From the time the student pilot arrived at VRB to the time she departed and the airplane impacted terrain, the weather had deteriorated from visual flight rules to instrument flight rules conditions. Sunrise was at 0642.

The 0553 weather reported at VRB included wind from 230° at 4 knots, 10 miles visibility, light rain, scattered clouds at 2,700 ft above ground level (agl), broken clouds at 10,000 ft agl, temperature 18°C, dewpoint 17° C, with an altimeter setting of 30.00 inches of mercury (inHg).

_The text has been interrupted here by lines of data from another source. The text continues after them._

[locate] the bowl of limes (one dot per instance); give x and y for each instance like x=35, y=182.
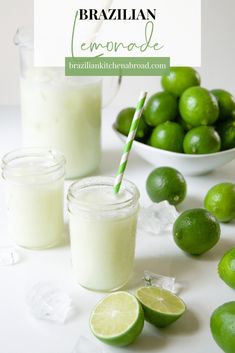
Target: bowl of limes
x=185, y=126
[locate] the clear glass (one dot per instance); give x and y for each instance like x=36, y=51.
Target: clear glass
x=34, y=192
x=59, y=112
x=102, y=232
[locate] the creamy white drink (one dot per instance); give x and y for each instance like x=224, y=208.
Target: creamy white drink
x=63, y=114
x=34, y=193
x=102, y=232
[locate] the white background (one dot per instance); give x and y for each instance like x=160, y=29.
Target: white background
x=177, y=32
x=218, y=51
x=202, y=290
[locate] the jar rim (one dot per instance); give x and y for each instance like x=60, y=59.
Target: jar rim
x=98, y=181
x=12, y=162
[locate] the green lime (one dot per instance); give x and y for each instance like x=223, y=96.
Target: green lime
x=226, y=103
x=226, y=131
x=183, y=123
x=201, y=140
x=124, y=120
x=220, y=201
x=161, y=107
x=168, y=184
x=223, y=327
x=161, y=307
x=196, y=231
x=226, y=268
x=168, y=136
x=118, y=319
x=179, y=79
x=198, y=106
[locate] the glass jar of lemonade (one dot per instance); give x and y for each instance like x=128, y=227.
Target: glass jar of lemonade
x=102, y=232
x=35, y=195
x=61, y=112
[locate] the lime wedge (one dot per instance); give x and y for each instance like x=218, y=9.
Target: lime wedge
x=161, y=307
x=118, y=319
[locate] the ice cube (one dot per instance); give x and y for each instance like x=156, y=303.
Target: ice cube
x=157, y=218
x=47, y=302
x=155, y=280
x=8, y=256
x=84, y=345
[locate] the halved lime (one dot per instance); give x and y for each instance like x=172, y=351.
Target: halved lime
x=118, y=319
x=161, y=307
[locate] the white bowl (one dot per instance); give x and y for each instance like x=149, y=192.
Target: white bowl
x=187, y=164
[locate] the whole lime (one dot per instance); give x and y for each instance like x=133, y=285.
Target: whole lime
x=183, y=123
x=220, y=201
x=201, y=140
x=161, y=107
x=166, y=183
x=196, y=231
x=222, y=325
x=226, y=131
x=198, y=106
x=124, y=120
x=168, y=136
x=226, y=268
x=179, y=79
x=226, y=103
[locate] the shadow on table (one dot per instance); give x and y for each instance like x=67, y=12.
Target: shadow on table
x=186, y=325
x=168, y=265
x=148, y=342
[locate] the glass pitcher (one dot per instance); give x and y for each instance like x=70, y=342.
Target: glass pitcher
x=59, y=112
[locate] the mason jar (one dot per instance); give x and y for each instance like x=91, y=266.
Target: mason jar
x=102, y=232
x=34, y=192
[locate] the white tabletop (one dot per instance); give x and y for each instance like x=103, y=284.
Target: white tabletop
x=202, y=289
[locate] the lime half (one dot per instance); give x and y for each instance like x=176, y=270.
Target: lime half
x=118, y=319
x=161, y=307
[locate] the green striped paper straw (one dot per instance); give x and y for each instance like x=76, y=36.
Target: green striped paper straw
x=129, y=142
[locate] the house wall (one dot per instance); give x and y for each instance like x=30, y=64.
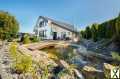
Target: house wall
x=61, y=31
x=49, y=28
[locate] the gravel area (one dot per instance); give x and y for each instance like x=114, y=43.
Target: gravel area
x=5, y=62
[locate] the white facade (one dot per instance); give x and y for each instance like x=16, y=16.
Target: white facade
x=47, y=28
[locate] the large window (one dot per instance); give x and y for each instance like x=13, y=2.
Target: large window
x=42, y=24
x=42, y=33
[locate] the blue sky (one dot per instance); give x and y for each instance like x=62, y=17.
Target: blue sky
x=78, y=12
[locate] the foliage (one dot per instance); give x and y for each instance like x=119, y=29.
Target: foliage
x=88, y=32
x=8, y=26
x=68, y=71
x=26, y=39
x=34, y=39
x=116, y=56
x=107, y=30
x=22, y=63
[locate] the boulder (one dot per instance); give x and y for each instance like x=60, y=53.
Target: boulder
x=92, y=73
x=107, y=69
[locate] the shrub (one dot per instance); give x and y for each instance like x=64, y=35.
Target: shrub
x=116, y=56
x=22, y=63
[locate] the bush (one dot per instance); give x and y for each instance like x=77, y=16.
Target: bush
x=116, y=56
x=9, y=26
x=22, y=63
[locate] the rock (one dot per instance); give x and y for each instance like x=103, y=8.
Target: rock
x=107, y=69
x=77, y=73
x=78, y=60
x=93, y=73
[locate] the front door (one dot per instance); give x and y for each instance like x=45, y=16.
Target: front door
x=54, y=35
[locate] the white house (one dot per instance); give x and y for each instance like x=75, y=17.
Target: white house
x=47, y=28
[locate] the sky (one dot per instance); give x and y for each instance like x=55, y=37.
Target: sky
x=80, y=13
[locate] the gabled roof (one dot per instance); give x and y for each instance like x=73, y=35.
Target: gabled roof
x=60, y=24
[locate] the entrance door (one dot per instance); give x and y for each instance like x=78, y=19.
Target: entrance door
x=54, y=35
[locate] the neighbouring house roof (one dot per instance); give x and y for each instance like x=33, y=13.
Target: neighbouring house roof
x=60, y=24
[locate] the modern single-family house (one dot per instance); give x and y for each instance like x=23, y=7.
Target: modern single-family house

At 0653, the wind was 270° at 7 knots, 8 miles visibility, light rain, ceiling broken at 500 ft agl, overcast clouds at 1,900 ft agl, temperature 19°C, dewpoint 18°C, and an altimeter setting of 30.03 inHg.

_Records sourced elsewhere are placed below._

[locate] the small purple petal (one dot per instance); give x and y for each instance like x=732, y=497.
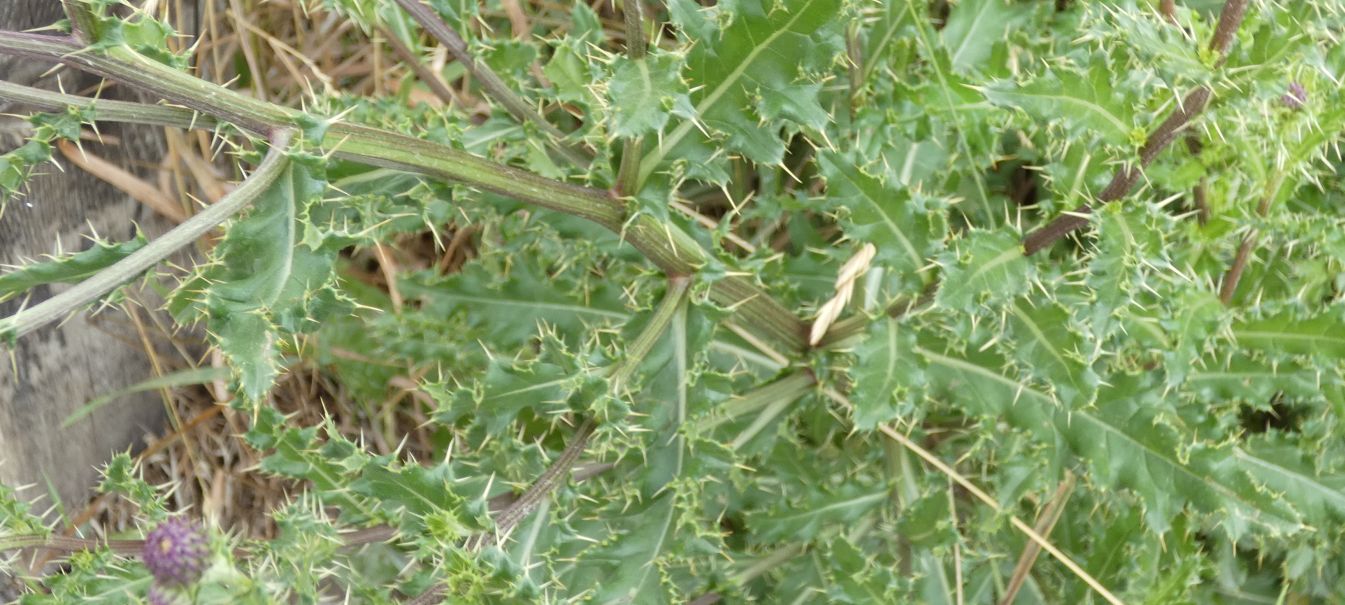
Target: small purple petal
x=160, y=596
x=175, y=553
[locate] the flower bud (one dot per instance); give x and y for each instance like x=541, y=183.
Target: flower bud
x=175, y=553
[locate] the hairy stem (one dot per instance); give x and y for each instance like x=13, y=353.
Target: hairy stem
x=632, y=151
x=1129, y=174
x=1045, y=522
x=432, y=79
x=127, y=269
x=1244, y=252
x=490, y=81
x=663, y=244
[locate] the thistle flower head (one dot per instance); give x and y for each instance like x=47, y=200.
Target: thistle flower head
x=175, y=553
x=160, y=596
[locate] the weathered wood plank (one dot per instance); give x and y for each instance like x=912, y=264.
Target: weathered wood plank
x=58, y=369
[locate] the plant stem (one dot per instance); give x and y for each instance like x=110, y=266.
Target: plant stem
x=1129, y=174
x=644, y=342
x=1126, y=176
x=663, y=244
x=495, y=88
x=105, y=110
x=632, y=151
x=137, y=262
x=783, y=390
x=1235, y=272
x=1045, y=522
x=989, y=500
x=425, y=74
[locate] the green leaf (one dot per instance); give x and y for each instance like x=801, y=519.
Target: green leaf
x=70, y=268
x=644, y=93
x=1126, y=444
x=888, y=375
x=264, y=283
x=752, y=71
x=1086, y=102
x=974, y=27
x=905, y=229
x=1321, y=336
x=806, y=520
x=985, y=268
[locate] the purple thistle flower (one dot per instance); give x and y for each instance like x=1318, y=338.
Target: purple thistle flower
x=175, y=553
x=1295, y=97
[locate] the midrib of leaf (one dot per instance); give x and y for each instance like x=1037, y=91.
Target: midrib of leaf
x=413, y=492
x=877, y=207
x=682, y=129
x=956, y=116
x=1008, y=256
x=837, y=506
x=1090, y=105
x=1041, y=338
x=531, y=387
x=1334, y=496
x=971, y=30
x=889, y=377
x=1041, y=398
x=1274, y=335
x=882, y=43
x=558, y=307
x=287, y=257
x=678, y=332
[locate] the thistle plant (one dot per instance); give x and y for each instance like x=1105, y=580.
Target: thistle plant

At 0703, the wind was 250° at 8 knots, visibility 6 miles, light rain and mist, ceiling overcast at 400 ft agl, temperature 19° C, dewpoint 18° C, and an altimeter setting of 30.03 in Hg.

Similar conditions were reported 13 miles south of the accident site at Treasure Coast International Airport (FPR), Fort Pierce, Florida, which reported at 0715 wind from 270° at 7 knots, 2 1/2 miles visibility in mist, ceiling overcast at 300 ft agl, temperature 19°C, dew point 18°C, altimeter 30.04 inHg.

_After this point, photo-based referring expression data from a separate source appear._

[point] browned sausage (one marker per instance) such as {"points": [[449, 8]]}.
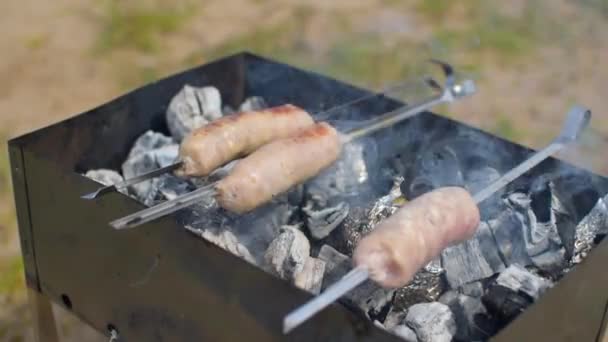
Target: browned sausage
{"points": [[277, 166], [234, 136], [417, 233]]}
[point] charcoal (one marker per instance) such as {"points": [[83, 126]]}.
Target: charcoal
{"points": [[479, 178], [565, 219], [311, 276], [150, 151], [425, 287], [253, 103], [542, 241], [505, 304], [405, 333], [106, 177], [467, 312], [474, 289], [322, 222], [519, 279], [508, 230], [438, 166], [432, 322], [226, 240], [587, 231], [192, 108], [465, 263], [346, 177], [287, 253], [394, 318], [368, 297]]}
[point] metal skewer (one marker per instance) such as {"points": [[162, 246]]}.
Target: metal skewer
{"points": [[320, 116], [449, 93], [576, 120]]}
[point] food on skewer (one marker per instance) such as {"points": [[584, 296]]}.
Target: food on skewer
{"points": [[405, 242], [233, 136]]}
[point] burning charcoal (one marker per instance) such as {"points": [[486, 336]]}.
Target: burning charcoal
{"points": [[287, 253], [508, 230], [394, 318], [226, 240], [311, 276], [405, 333], [436, 167], [432, 322], [474, 289], [369, 297], [425, 287], [345, 178], [468, 311], [477, 179], [465, 263], [322, 222], [253, 103], [192, 108], [106, 177], [505, 304], [518, 278], [150, 151], [591, 226], [541, 239], [149, 141]]}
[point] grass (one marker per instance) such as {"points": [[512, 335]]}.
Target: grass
{"points": [[139, 26], [506, 128], [12, 280]]}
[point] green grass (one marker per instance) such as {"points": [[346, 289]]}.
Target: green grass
{"points": [[504, 127], [138, 26], [434, 9], [12, 279]]}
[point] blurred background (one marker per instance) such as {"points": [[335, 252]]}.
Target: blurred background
{"points": [[532, 59]]}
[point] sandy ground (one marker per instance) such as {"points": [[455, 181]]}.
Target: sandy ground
{"points": [[51, 70]]}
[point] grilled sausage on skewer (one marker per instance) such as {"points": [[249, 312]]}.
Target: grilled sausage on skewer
{"points": [[234, 136], [277, 166], [409, 239]]}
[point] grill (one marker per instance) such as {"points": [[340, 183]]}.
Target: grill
{"points": [[163, 283]]}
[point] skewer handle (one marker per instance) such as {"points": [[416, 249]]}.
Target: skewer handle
{"points": [[351, 280], [164, 208]]}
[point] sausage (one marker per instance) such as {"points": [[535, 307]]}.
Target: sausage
{"points": [[237, 135], [277, 166], [415, 234]]}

A review of the terminal aerodrome forecast (TAF) for VRB on the morning of the accident revealed it was issued at 0044 and was amended at 0632, about 25 minutes before the pilot's departure. The 0044 forecast expected variable winds of 3 knots, visibility unrestricted at 6 miles or more, with broken clouds at 1,500 ft agl between 0300 and 0900. The 0632 forecast reported no change in the forecast through 0900.

The TAF was amended after the accident at 0741 and expected a temporary period of instrument flight rules (IFR) conditions between 0700 and 0900 with visibility of 2 miles in mist with a ceiling overcast at 300 ft.

The National Weather Service issued AIRMET Sierra at 0345, which was current until 1000, for IFR conditions over Florida and the coastal waters, which included the accident site, for ceiling below 1,000 ft agl and visibilities below 3 miles in mist.

FSA required students to obtain their own weather briefings as part of the preflight planning process. The school had a separate room where students could call Leidos Flight Service (LFS) to obtain weather briefings and file flight plans. There were also computers available to obtain weather information and file flight plans electronically. According to the flight school, the computers used to obtain weather information do not require a student to sign in, so there was no record available to determine if the pilot used one of the school's computers to obtain weather information before the accident flight.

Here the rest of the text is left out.